Уральские сказы — II - Бажов Павел Петрович. Страница 10
— Кто есть Виселук?
Им в шутку и говорят:
— Про то лучше всех знает Панкрат, веселухин брат.
Этот Панкрат мастером при заводе был, по украшенному цеху. По рисовке из первых и на выдумку по своему делу гораздый. Не один узор да расцветка панкратовой выдумки в большом спросе ходили. А характеру самого веселого. Наперебой его на свадьбы дружком звали. С ним, дескать, всякому весело станет, потому балагур да песенник и плясать без устатку мог. Недаром его веселухиным братом прозвали. Вот немцы и спрашивают этого мастера:
— Твой есть сестра Виселук?
Панкрат своим обычаем и говорит:
— Сестра не сестра, а маленько родня, потому — обоих нас со слезливого мутит, с тоскливого — вовсе тошнит.
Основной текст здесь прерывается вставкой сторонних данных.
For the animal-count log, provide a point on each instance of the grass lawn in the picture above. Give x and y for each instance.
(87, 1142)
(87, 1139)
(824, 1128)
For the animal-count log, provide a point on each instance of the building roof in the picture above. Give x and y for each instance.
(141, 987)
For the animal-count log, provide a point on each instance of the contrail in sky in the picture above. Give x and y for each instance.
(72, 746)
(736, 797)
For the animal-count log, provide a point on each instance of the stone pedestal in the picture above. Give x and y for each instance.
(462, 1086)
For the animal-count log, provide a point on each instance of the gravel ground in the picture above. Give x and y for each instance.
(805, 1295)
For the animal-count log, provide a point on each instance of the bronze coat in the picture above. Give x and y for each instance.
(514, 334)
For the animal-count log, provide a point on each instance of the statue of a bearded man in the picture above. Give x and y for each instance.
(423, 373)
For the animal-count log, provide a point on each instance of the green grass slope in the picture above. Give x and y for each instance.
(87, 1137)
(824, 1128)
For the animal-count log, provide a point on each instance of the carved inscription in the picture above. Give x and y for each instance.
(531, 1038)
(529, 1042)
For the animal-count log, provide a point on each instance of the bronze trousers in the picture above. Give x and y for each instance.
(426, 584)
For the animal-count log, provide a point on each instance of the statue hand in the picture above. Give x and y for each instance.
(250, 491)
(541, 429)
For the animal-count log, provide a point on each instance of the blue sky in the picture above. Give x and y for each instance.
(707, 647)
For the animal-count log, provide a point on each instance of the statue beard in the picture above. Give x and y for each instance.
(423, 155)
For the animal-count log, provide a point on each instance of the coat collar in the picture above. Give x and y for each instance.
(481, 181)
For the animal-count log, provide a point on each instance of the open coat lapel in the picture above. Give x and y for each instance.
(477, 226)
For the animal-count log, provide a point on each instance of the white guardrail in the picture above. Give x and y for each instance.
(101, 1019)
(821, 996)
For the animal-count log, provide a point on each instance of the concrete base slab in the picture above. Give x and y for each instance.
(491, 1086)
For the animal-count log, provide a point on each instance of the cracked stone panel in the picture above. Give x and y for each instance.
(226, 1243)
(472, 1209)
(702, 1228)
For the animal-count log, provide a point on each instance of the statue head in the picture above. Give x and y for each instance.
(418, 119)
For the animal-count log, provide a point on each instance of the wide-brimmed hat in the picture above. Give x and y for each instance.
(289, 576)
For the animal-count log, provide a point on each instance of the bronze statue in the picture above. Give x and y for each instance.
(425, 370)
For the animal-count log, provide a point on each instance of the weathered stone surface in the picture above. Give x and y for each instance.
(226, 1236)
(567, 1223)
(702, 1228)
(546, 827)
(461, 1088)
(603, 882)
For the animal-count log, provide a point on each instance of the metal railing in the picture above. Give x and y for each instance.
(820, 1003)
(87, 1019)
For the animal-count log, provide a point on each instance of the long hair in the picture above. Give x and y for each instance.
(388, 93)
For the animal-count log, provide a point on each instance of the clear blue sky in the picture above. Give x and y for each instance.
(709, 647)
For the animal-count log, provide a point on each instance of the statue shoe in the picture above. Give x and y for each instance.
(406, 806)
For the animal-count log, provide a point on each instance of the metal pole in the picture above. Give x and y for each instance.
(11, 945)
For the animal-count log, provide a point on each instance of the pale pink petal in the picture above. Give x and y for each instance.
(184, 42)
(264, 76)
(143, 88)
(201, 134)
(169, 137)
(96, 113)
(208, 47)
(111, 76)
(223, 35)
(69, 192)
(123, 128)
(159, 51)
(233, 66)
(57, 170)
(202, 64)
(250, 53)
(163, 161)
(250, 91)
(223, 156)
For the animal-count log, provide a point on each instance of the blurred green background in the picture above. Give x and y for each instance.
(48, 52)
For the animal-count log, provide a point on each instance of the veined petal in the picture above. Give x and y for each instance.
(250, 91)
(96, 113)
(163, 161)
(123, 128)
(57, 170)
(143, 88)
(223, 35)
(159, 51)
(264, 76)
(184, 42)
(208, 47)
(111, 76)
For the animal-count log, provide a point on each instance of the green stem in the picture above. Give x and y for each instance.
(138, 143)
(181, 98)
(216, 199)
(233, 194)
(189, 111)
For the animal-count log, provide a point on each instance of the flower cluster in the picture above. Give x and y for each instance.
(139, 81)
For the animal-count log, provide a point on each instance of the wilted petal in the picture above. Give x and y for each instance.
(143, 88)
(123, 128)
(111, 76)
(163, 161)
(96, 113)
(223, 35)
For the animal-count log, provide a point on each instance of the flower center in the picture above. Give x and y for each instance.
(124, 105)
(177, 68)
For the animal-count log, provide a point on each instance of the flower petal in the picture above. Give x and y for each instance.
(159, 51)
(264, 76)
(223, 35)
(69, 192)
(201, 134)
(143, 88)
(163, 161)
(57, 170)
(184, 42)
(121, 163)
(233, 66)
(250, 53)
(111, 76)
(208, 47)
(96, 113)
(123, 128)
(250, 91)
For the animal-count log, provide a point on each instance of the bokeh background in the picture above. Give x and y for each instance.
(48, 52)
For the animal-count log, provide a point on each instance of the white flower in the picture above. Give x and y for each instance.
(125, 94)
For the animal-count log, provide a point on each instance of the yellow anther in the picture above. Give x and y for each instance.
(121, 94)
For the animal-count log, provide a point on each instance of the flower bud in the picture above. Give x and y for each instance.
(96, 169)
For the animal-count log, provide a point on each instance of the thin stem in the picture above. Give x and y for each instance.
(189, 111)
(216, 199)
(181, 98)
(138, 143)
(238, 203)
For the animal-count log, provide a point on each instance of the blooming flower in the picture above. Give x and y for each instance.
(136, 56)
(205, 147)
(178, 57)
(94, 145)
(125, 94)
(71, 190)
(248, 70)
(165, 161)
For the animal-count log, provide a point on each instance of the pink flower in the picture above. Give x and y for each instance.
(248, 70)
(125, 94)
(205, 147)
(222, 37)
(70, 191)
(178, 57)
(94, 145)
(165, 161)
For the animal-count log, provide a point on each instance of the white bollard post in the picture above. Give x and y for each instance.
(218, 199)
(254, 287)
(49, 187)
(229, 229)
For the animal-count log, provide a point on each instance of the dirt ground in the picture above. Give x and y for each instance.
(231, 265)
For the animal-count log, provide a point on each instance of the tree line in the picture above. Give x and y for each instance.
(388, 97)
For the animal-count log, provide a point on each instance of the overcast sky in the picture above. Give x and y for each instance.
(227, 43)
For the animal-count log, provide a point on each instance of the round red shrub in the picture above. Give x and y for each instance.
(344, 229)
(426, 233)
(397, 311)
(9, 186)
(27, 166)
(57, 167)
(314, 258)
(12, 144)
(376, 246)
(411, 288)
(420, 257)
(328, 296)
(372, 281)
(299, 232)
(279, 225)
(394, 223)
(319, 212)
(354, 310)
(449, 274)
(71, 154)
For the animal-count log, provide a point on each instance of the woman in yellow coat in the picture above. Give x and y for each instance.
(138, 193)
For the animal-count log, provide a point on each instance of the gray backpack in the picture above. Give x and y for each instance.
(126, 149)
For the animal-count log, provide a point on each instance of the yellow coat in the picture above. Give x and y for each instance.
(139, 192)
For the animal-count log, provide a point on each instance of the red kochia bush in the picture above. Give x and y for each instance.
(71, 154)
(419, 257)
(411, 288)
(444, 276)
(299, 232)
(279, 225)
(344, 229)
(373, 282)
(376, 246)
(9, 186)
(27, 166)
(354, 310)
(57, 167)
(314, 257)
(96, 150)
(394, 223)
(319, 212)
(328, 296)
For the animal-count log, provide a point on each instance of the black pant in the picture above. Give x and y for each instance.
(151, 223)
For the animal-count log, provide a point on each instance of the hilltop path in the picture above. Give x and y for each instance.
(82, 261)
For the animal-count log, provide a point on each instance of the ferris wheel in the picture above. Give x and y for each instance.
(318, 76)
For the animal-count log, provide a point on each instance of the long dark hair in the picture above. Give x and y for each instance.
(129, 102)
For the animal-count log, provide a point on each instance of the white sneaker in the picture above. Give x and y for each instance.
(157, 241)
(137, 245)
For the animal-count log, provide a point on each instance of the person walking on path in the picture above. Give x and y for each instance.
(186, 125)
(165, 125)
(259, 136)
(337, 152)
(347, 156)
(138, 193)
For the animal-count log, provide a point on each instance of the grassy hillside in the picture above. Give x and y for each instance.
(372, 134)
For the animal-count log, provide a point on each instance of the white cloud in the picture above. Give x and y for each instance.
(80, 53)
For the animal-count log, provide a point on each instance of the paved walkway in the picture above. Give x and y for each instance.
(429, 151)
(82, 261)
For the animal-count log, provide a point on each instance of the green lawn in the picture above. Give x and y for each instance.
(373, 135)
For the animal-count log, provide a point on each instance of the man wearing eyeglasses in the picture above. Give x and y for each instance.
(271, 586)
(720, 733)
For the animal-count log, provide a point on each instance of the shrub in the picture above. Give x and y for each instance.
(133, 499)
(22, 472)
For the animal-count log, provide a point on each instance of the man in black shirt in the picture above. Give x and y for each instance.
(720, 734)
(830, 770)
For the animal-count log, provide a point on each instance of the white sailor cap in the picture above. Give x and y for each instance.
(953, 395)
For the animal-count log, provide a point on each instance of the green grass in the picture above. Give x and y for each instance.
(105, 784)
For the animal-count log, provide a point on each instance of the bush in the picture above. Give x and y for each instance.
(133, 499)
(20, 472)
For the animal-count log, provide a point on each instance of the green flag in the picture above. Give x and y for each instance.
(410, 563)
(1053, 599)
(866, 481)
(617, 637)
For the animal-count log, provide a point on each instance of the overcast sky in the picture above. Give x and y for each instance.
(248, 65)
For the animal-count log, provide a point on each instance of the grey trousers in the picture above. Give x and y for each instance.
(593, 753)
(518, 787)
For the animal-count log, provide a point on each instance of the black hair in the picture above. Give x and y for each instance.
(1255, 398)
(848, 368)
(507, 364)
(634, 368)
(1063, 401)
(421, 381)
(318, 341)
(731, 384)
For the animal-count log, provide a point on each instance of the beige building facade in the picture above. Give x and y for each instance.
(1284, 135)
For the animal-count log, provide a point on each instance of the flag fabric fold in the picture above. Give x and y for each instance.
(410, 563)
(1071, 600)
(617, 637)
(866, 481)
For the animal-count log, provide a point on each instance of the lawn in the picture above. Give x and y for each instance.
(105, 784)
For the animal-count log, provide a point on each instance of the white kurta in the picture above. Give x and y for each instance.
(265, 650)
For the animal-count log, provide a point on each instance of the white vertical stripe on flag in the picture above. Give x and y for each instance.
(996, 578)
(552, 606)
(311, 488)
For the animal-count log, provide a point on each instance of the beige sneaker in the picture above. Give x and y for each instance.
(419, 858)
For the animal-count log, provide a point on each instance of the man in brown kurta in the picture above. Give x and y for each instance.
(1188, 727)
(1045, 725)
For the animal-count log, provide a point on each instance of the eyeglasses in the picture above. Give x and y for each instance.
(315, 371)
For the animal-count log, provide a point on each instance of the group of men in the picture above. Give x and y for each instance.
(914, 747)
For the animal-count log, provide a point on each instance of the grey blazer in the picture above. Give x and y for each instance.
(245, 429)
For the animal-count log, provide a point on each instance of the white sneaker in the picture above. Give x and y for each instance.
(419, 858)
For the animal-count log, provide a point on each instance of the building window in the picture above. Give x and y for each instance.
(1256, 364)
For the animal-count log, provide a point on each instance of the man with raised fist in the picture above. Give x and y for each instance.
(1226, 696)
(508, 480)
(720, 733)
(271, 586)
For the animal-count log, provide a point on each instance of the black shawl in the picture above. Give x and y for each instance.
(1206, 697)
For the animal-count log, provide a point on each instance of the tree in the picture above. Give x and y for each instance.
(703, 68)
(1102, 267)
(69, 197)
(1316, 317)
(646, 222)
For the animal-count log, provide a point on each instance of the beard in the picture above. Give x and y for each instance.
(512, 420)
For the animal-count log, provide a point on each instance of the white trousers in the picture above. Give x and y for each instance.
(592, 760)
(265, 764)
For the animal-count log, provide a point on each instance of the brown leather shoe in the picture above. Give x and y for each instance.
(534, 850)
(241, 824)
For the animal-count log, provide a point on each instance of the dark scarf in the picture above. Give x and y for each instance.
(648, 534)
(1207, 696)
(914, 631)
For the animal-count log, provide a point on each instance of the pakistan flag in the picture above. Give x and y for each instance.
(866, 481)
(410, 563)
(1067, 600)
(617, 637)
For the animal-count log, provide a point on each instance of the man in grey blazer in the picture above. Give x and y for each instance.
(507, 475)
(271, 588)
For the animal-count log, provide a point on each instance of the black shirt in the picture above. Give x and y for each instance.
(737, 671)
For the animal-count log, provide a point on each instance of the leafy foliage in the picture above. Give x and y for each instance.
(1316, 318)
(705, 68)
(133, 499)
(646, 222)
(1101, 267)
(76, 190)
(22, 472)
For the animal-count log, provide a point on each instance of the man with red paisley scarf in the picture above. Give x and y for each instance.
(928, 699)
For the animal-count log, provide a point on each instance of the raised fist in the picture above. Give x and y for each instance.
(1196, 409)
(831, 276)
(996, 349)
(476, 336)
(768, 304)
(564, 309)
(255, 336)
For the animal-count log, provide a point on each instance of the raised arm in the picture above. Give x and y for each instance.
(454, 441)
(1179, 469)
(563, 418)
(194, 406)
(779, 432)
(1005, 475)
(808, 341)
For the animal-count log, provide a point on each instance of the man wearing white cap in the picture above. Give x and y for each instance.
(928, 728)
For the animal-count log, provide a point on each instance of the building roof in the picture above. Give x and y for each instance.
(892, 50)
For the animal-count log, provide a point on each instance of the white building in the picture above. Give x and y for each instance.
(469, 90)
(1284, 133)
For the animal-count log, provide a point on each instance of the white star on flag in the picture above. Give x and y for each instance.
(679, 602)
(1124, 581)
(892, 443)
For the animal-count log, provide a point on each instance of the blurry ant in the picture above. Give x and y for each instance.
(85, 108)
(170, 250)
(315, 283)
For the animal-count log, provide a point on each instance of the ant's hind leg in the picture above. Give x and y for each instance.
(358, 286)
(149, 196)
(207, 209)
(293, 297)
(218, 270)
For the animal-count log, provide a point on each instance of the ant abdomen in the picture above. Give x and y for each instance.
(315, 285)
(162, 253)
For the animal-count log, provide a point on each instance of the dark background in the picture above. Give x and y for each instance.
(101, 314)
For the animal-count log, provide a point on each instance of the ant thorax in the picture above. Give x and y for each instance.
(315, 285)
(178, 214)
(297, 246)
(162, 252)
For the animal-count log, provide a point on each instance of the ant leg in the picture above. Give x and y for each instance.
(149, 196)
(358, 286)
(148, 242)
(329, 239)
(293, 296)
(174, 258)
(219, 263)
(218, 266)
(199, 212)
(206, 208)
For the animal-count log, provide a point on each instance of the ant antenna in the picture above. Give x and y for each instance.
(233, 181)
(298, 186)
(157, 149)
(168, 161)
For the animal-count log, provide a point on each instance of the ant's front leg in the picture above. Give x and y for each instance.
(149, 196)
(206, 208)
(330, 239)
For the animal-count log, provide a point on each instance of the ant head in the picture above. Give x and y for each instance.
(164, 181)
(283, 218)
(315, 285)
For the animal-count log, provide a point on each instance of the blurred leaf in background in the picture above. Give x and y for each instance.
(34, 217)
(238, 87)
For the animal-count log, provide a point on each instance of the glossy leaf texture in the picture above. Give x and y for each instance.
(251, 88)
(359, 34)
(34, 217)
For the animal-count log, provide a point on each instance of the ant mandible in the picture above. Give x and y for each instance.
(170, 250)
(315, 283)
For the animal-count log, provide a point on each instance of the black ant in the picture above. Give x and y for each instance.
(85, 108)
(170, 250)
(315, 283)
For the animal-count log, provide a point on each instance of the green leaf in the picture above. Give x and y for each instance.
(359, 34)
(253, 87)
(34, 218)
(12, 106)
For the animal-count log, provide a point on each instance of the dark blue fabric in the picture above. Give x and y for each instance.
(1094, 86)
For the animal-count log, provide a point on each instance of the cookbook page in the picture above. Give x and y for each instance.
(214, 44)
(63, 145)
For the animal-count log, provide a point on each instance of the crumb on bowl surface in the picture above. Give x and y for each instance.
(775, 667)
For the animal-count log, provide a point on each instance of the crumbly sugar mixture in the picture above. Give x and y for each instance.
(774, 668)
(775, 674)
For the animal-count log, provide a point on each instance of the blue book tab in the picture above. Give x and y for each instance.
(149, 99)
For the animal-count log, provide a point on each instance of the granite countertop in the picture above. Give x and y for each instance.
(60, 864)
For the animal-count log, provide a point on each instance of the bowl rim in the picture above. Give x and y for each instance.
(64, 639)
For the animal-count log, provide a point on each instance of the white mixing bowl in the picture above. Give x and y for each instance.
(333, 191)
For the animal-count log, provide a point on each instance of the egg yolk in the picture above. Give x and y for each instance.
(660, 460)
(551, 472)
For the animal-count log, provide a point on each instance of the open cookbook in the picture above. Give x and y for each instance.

Нам подавай песни да пляски, смех да веселье и протчее такое рукоделье.
Немцы, ясное дело, шутки не поняли, спрашивают, — какая Веселуха собой?
Панкрат тоже не стал голоса спускать, шуткой говорит:
— Бабенка приметная: рот на растопашку, зубы наружу, язык на плече. В избу зайдет — скамейки заскачут, табуретки в пляс пойдут. А коли еще хмельного хлебнет, тогда выше всех станет, только ногами жидка.
Немцы даже испугались.
— Какой ушасный женьшин! Такой песпоряток делаит. Турма такой ната! Турма!
— Найти, — отвечает Панкрат, — мудрено: зимой из-под снегу не выгребешь, летом — в траве не найдешь.
Немцы все-таки добиваются: скажи, в каком месте искать и чем она занимается. Панкрат и говорит:
— Живет, сказывают, в ложке за прудом, а под которым кустом, это каждому глядеть самому надо, да не просто так, а на веселый глаз… В ком веселости мало, можно из бутылки добавигь.
Это немцам по нраву пришлось, заухмылялись:
— О, из бутилка можно! Это мы умеем.
— А ремесло, — говорит Панкрат, — у Веселухи такое. С весны до осени весь народ радует сплошь, а дальше по выбору. Только тех, у кого брюхо в подборе, дых легкий, ноги дюжие, волос мягкий, глаз с крючочком да ухо с прихваткой.
Немцы про дых да брюхо мимо ушей пропустили, потому — каждый успел брюхо нарастить и задыхался, как запаленная лошадь. Про мягкий волос не по губе пришлось, потому у всех на подбор головы ржавой проволокой утыканы. Зато ногами похвалились. Хлопают себя по ляжкам, притоптывают:
— Это есть сильный нога. Как дуб. Крепко стоять могут:
Панкрат на это и говорит:
— Не те ноги дюжие, которые неуклюжие. Дюжими у нас такие зовут, что сорок верст пройдут, в присядку плясать пойдут да еще мелкую дробь выколачивают.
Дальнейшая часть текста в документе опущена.